Microsoft Gets Support on New System
The New York Times
SEATTLE, Feb. 26, 1991 -- AP -- Twenty-one computer makers say they plan to use a Microsoft Corporation operating system in notebook-sized computers that use a stylus rather than a keyboard, according to the company.
A statement issued on Monday by Microsoft said the plans were announced by manufacturers at a conference on the system, called Pen Windows, last week.
Pen Windows has been under development since 1988 and is based on the Windows computer-display program. Windows, Microsoft's latest operating system, uses small pictures and symbols called icons to identify various functions that a computer user can have the machine perform. It replaces systems that typically require users to type in words and codes to run different tasks.

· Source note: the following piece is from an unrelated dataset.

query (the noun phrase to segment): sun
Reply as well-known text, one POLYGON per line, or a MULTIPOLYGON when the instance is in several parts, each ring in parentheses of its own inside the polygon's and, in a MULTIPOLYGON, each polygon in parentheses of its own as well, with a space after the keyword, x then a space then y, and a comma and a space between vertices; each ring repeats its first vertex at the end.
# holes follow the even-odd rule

Manufacturer support means "Microsoft can assure software developers and users that there will be numerous machines from leading vendors running Pen Windows," said Jeff Raines, vice president of office systems at Microsoft.
Manufacturers that announced intentions to build equipment using Pen Windows include Canon, Mitsubishi Electric, NEC, NCR, Seiko Epson, Sharp, Toshiba and Wang Laboratories.
Details on products and release dates will be announced by individual computer makers, the Microsoft statement said.
Copies of the Pen Windows software development kit were distributed for test use at the conference. The system will become more generally available by the end of the year, Microsoft said.